- Born: Ur Kaśdim, Kaldea, Sumer (present-day southern Iraq)
- Died: unknown
- Other names: Yiskāh, Iescha
- Parent: Haran
- Relatives: Lot (brother), Milcah (sister), Abraham (uncle), Nahor (uncle)

= Iscah =

Female biblical figure

Iscah (יִסְכָּה Yīskā; Ἰεσχά) is the daughter of Haran and the niece of Abraham in the Book of Genesis. The passage in which Iscah is mentioned is extremely brief. As a result rabbinical scholars have developed theories to explain it, typically adopting the claim that Iscah was an alternate name for Sarah (Sarai), the wife of Abraham, particularly that it denoted her role as a prophetess.

The Babylonian Talmud connects the name Iscah to an Aramaic verbal rooting, meaning "to see". It connects the name with prophetic foresight. Modern scholars are not convinced by the Talmud's explanation, and Iscah's etymology is currently regarded as uncertain.

"Iscah" may be the source of the name "Jessica", via a character in William Shakespeare's play The Merchant of Venice.

==Biblical text==
The only reference to Iscah is in a brief passage in the Book of Genesis:

And Abram and Nahor took them wives: the name of Abram's wife [was] Sarai; and the name of Nahor's wife, Milcah, the daughter of Haran, the father of Milcah, and the father of Iscah.
— KJV

==Rabbinical interpretation==
Since Haran is described as the father of both Iscah and Milcah, Rabbinical scholars concluded that Iscah was another name or title for Sarai. This was formulated in the Targum Pseudo-Yonathan. Howard Schwartz explains:

The difficult genealogy of Abraham and Sarah in Genesis 11:29 led to confusion as to the identity of Iscah. The resolution found in Targum Pseudo-Yonathan, the Talmud, and other rabbinic sources is that Sarah was Iscah, and that Iscah was a seer. This meaning is derived from the Aramaic root of Iscah, which denotes seeing. This led to the tradition that Sarah was a prophetess as great or greater than Abraham. The implication is that Iscah is a kind of alter ego for Sarah, and that when she turned to her prophetic side, she became Iscah.

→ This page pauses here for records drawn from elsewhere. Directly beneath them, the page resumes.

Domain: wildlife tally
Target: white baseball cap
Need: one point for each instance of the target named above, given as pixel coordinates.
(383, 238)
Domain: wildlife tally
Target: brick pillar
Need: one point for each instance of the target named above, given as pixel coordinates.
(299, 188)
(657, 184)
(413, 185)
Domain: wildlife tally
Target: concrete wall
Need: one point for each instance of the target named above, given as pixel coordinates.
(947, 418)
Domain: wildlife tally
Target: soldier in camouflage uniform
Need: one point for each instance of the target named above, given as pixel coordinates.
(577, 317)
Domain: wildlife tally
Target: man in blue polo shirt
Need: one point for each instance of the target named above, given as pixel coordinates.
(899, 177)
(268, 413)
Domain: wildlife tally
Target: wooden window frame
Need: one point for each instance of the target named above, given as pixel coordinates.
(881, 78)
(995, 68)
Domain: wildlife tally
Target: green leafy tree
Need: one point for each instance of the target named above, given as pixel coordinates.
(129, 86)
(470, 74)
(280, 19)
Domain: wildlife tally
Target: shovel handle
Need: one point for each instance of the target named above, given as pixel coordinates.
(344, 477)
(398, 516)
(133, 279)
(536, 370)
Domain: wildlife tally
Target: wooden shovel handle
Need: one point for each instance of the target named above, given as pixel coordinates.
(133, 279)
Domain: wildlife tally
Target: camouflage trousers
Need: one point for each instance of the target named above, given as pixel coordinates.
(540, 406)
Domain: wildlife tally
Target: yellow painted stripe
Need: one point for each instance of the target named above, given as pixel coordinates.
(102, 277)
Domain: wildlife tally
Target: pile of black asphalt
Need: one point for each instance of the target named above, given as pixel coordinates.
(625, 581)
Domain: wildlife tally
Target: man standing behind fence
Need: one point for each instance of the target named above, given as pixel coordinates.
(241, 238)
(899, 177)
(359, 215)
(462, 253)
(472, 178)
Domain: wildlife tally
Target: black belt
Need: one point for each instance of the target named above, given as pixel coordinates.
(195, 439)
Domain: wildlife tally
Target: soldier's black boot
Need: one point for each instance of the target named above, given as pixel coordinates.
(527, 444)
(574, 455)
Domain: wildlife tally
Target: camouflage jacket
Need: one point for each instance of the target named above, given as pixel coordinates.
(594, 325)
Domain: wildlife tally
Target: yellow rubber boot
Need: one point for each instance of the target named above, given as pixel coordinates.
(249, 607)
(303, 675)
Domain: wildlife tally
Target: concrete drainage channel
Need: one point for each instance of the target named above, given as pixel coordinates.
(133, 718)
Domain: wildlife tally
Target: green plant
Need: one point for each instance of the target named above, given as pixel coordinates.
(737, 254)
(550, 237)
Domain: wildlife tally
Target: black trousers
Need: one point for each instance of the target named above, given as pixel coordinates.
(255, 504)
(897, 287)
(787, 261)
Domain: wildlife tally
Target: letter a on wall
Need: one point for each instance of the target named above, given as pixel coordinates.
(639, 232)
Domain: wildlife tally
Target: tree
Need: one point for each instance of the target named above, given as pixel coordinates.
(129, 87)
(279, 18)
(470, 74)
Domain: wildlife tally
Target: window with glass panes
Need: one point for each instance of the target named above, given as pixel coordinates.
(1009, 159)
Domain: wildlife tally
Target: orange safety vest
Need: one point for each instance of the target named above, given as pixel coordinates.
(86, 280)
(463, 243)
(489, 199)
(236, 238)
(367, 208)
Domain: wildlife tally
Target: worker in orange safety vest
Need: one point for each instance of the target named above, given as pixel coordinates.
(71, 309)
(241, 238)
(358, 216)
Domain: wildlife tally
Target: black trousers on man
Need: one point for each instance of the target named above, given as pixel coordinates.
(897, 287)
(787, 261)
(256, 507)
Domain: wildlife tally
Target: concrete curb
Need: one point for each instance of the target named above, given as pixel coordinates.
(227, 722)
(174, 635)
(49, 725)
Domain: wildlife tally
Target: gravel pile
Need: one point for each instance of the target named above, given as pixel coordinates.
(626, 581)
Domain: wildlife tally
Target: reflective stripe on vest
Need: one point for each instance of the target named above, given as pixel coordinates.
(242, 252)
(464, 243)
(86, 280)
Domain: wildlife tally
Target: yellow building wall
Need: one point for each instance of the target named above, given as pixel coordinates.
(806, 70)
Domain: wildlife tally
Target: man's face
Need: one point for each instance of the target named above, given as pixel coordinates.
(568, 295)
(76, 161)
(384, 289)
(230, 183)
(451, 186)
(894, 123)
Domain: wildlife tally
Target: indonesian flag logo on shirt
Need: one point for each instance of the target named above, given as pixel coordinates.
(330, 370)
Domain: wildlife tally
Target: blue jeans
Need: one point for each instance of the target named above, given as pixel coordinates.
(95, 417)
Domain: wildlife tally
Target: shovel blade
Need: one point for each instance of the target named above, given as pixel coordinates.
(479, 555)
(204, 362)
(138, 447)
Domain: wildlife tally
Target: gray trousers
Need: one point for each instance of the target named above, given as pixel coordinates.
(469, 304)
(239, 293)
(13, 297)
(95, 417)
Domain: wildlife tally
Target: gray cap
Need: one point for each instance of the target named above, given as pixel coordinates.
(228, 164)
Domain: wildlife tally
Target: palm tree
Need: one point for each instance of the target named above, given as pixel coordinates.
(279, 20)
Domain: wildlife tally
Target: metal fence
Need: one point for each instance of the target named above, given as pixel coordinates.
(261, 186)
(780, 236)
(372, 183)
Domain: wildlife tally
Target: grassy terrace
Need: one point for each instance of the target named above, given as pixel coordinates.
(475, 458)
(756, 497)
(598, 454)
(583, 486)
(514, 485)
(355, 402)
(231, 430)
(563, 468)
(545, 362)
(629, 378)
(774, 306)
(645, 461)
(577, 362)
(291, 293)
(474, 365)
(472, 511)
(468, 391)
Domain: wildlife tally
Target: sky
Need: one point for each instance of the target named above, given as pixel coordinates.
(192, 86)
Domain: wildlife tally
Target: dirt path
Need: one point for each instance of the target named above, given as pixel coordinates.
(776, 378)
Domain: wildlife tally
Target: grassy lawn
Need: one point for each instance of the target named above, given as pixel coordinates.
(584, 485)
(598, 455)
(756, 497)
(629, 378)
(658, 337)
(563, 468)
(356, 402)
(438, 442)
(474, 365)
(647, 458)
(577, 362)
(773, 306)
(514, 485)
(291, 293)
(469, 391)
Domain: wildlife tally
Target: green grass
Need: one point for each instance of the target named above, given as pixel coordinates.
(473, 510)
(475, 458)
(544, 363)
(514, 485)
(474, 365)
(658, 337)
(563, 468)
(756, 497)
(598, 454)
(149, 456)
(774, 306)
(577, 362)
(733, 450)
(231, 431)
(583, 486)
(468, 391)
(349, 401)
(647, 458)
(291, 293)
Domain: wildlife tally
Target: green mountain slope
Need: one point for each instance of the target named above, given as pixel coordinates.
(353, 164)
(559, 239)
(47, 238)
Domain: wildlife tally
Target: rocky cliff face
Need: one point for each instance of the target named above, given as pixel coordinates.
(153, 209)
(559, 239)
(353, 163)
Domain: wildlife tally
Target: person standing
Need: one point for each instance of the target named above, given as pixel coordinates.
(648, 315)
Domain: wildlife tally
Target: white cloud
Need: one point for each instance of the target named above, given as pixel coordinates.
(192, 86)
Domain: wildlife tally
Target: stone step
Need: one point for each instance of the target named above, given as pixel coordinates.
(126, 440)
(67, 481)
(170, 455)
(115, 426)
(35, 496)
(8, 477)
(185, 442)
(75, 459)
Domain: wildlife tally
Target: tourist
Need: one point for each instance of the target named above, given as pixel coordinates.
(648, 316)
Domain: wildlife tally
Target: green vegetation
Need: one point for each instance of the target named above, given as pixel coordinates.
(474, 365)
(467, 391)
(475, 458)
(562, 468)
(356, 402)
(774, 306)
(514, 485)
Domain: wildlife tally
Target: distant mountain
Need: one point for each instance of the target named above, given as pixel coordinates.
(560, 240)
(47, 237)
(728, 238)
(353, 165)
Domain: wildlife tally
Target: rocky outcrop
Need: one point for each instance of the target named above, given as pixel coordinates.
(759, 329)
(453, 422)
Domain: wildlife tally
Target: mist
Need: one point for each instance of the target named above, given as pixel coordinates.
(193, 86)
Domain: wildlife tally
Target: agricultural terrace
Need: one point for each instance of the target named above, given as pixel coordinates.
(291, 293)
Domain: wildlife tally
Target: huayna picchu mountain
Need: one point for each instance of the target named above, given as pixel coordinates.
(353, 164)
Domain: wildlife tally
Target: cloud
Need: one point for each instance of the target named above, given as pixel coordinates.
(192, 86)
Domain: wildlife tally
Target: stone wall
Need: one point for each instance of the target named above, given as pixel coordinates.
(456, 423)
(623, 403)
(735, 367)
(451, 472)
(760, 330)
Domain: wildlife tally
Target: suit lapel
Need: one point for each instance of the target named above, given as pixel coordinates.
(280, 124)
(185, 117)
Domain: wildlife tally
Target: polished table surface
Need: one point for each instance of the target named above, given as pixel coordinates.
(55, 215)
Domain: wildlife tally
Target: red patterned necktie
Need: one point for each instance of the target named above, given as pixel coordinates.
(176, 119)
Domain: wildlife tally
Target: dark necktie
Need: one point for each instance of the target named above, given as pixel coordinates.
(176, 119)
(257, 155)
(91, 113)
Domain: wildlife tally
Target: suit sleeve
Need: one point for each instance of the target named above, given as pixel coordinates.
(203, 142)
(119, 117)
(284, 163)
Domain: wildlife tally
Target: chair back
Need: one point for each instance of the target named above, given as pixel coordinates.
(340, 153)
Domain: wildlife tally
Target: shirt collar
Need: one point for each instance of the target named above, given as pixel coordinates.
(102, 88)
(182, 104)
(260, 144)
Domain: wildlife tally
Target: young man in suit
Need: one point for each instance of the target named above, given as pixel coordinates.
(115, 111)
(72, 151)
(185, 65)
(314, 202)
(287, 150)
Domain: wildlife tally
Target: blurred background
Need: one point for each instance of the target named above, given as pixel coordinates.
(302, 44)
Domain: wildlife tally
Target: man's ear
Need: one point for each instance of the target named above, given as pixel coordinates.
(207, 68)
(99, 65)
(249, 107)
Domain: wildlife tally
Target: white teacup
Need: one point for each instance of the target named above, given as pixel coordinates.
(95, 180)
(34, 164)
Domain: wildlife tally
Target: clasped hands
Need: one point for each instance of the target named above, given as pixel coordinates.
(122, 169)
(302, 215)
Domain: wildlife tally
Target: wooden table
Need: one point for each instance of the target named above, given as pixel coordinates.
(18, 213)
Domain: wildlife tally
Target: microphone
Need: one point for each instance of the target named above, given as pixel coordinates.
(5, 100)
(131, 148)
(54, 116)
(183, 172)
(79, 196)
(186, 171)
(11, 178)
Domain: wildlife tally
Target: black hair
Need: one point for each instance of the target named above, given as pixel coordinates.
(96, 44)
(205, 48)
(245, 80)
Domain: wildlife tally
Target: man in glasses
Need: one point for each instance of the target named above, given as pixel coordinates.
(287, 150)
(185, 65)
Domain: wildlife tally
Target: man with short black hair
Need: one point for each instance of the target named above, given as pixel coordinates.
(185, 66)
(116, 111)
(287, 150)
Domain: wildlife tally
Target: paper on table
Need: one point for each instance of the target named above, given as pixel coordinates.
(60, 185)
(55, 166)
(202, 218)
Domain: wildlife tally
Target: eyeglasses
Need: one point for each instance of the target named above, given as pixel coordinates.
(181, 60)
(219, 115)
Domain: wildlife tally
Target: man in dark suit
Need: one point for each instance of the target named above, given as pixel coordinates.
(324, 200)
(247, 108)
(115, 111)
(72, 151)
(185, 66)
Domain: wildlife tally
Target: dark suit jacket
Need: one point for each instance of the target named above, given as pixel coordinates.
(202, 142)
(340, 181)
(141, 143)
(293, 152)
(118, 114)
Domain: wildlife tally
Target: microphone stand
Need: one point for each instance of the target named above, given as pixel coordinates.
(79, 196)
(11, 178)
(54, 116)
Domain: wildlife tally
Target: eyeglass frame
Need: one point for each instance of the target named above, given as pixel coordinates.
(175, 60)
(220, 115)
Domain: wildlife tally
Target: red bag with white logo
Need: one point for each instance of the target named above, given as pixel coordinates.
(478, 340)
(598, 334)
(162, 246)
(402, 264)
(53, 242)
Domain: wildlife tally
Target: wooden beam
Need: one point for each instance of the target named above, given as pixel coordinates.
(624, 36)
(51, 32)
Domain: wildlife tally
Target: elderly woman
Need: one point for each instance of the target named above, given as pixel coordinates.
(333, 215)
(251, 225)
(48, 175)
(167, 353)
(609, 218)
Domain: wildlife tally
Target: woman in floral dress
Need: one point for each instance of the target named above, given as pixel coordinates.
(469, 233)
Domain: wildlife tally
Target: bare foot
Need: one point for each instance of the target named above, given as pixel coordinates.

Rabbi Isaac commented "Iscah was Sarah, and why was she called Iscah? Because she foresaw the future by divine inspiration." Schwarz describes Iscah as an "extension of Sarah's personality beyond its normal bounds".

==Modern views==
Historian Savina J. Teubal takes the view that the name of Iscah was probably included in the text of Genesis because Iscah represented an important genealogy:

Of Harran's descendants, Milcah and her sister Iscah are recorded by J, but Lot is not mentioned with them. The inclusion of Iscah must have had some significance that either J or his source chose not to elucidate. Nevertheless a strong tradition must have barred the redactors from omitting Iscah's name, a tradition, presumably, in which a sister had an important function; this tradition is apparent also in Genesis 4:22, in which Naamah, 64 sister of Tubal-Cain, is mentioned only by name. It can be surmised that Naamah and Iscah were originally recorded to categorize the descent group (or other characteristic) of their siblings Tubal-Cain and Milcah. In non- patriarchal terms, Naamah and Tubal-Cain were uterine siblings, as were Milcah and Iscah. It is also possible that Milcah is named before her sister Iscah because she was younger, just as Rachel is named before Leah. Among Harran's descendants, the sequence of Lot's birth is not significant and is not mentioned in the genealogy of J because he was not the uterine sibling of Milcah and Iscah, did not belong to the same descent group as they, and was therefore not considered by Sarah or Abram as heir.

==Jessica==
The name "Jessica" comes from a character in Shakespeare's play The Merchant of Venice, the daughter of Shylock. Iscah may have been rendered "Jeska" in some English Bibles available in Shakespeare's day. The Tyndale Bible has "Iisca" as does the Coverdale Bible, the Geneva Bible has "Iscah", and the earlier Wycliffe Bible has "Jescha". The Matthew Bible (1537) has "Iesca".